Thanks to David Ruddom for the Reinold research, and the photo.  David notes that Reinohl was contemporary, but suggests that some of these operations were short-lived and perhaps exploratory.

 

Solomons sold the bus operation to London Public Omnibus Co ('Public') in June 1927 (but continued operations until the completion of negotiations in August) and the lease for the garage to Empress Motors Ltd, who used it as a workshop for their fleet of coaches (Empress also operated buses, from their Canal Sidings garage, which came into the LT fleet when the bus services were taken over in 1934).  Solomons returned to his trade as a publican and he employed Daiber as a manager in the Havelock.

 

The garage was destroyed by bombing during the war and the site was built over by flats.  The Havelock Arms closed in 2002 and the site has been redeveloped with more housing.

 

The East London & City Beer Guide 1983 produced by the East London & City branch of the Campaign for Real Ale had this to say:

'Havelock Arms, 113 Albion Drive.  Whitbreads.  Friendly side-street local near housing estate. Hot & cold snacks am & pm/Live piano singalong Fri-Sun eves.'  By 1986 it read 'No handpumped beers!'

 

London author Iain Sinclair recalls the Havelock in 'Hackney, That Rose-Red Empire' (2009): "London Fields ... Going west, I dodge through the stutter of evening traffic and into Shrubland Road, at the point where it splits off into Albion Drive. A French culture pundit, digital camera in hand, tracking across from the nearest Underground station – which is not so near – was excited by the faded sign hanging outside the doomed public house, the Havelock. Plenty of Hackney old-timers, I discover as I conduct interviews for this book, navigate their memory-terrain by way of pubs. Do you remember? Being on firstname terms with the vampire landlady? Crowblack fright wig, purple talons, heavy gold manacles on thin wrist. Villainies of yesteryear: smoked ghosts propping up afternoon bars, sentimental about dead gangsters, shoplifting grannies. Holloway Nan. Shirley Pitts. Or revived literary societies in back rooms?

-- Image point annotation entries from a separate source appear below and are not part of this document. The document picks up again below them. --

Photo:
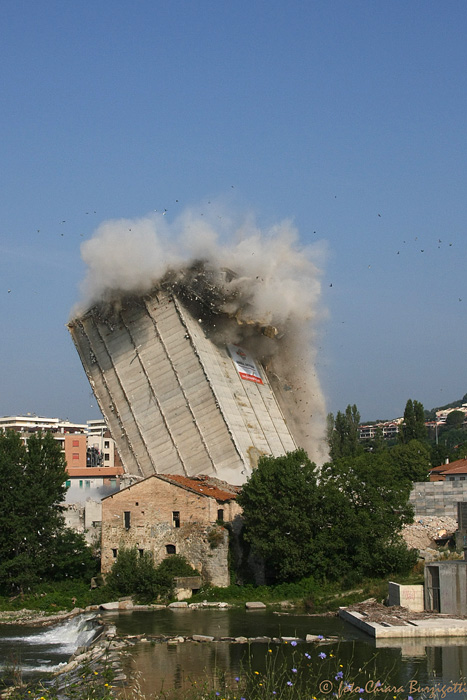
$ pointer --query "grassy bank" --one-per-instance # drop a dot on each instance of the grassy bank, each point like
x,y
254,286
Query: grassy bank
x,y
308,595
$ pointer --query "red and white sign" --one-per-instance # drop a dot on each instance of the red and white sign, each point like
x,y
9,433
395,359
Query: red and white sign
x,y
245,364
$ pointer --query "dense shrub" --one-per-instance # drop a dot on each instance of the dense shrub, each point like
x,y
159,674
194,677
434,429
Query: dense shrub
x,y
137,575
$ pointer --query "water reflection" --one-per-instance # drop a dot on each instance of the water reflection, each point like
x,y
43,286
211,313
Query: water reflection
x,y
166,666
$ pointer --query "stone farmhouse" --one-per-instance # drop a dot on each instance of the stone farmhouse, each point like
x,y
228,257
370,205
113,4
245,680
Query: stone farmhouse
x,y
173,514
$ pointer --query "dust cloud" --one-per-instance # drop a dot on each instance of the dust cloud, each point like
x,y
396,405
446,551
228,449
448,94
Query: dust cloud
x,y
257,287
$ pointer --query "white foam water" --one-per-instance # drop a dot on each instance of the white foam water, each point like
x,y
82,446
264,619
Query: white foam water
x,y
45,650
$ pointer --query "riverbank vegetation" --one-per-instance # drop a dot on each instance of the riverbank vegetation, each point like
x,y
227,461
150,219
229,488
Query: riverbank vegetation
x,y
35,545
291,671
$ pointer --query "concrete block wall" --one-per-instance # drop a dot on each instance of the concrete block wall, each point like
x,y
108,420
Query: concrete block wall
x,y
438,498
410,597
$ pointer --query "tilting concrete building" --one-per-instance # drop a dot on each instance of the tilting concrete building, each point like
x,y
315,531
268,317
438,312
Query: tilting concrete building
x,y
175,400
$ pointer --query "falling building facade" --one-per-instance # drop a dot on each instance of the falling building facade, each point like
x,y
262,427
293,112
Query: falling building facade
x,y
175,400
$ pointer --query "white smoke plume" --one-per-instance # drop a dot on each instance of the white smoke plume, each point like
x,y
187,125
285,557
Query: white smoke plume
x,y
275,282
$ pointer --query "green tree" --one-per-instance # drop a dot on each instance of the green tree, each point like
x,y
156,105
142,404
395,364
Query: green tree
x,y
338,523
413,426
31,522
374,505
413,461
138,576
342,433
455,419
280,506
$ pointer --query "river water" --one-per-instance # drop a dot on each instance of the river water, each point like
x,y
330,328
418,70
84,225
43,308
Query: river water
x,y
434,663
33,651
411,664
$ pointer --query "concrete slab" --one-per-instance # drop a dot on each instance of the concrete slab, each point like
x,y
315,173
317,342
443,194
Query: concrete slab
x,y
427,627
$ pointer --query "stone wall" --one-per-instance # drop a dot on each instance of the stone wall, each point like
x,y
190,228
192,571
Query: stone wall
x,y
151,525
438,498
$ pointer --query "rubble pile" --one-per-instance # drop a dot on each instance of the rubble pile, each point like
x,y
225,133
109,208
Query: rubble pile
x,y
427,532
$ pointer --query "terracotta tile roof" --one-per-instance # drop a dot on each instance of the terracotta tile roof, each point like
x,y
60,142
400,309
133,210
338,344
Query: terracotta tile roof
x,y
207,486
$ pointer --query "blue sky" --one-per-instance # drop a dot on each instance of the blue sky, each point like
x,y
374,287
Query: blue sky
x,y
347,118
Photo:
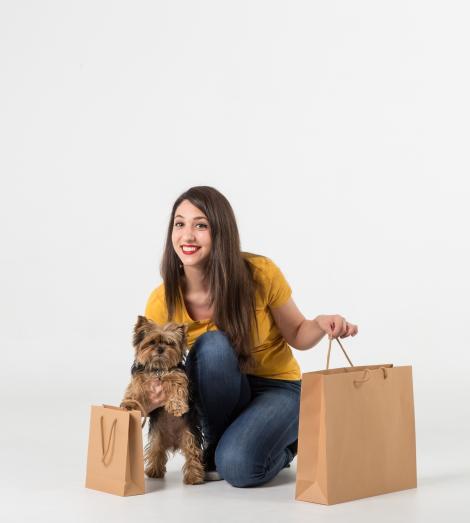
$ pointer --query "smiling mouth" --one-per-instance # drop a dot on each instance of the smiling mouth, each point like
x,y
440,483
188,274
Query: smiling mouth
x,y
187,250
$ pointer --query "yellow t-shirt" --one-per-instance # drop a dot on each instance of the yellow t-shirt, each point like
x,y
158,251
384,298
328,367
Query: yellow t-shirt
x,y
273,354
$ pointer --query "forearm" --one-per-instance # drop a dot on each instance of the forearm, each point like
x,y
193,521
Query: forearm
x,y
308,335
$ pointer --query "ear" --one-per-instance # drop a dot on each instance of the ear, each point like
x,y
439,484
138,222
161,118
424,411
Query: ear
x,y
140,329
182,330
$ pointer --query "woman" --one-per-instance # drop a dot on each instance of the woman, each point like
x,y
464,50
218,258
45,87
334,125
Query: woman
x,y
241,320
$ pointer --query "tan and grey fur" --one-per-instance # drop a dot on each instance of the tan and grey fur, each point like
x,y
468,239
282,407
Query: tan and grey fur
x,y
160,351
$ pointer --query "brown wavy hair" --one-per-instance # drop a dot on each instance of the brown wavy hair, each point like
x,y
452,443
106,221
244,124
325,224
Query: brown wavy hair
x,y
227,273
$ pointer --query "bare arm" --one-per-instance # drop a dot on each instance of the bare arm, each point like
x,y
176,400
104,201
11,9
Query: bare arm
x,y
303,334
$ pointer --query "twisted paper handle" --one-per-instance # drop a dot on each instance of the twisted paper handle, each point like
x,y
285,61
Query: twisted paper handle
x,y
329,351
111,432
131,402
366,372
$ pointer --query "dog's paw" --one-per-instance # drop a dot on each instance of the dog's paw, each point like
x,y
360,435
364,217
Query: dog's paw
x,y
154,472
177,408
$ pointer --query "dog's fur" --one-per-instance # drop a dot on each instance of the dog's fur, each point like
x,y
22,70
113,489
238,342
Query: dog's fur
x,y
160,351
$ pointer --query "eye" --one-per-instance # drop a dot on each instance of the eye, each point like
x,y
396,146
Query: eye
x,y
204,225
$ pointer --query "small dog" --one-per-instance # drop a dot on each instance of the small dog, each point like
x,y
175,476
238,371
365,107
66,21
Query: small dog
x,y
160,351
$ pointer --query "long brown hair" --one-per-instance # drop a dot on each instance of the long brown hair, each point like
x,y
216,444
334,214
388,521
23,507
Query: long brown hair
x,y
227,274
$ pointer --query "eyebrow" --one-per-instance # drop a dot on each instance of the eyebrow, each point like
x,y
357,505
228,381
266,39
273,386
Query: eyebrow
x,y
196,217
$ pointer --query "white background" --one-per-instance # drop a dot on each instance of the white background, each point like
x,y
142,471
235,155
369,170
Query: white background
x,y
338,131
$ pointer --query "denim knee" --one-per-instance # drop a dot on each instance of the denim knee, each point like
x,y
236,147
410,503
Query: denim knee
x,y
237,469
213,345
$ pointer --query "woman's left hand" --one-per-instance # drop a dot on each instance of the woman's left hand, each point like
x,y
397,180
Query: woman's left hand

Politics, conspiracies, pool. The Havelock is an anachronism. The coalfire fug, dirty glasses and recidivist linoleum. These old brown boozers are London fictions in embryo, waiting for the right ventriloquist: Patrick Hamilton, Derek Raymond, T. S. Eliot. Listening is also writing. First the pubs, then the petrol stations: they are declared redundant."
 

Little by little, London's history slips away.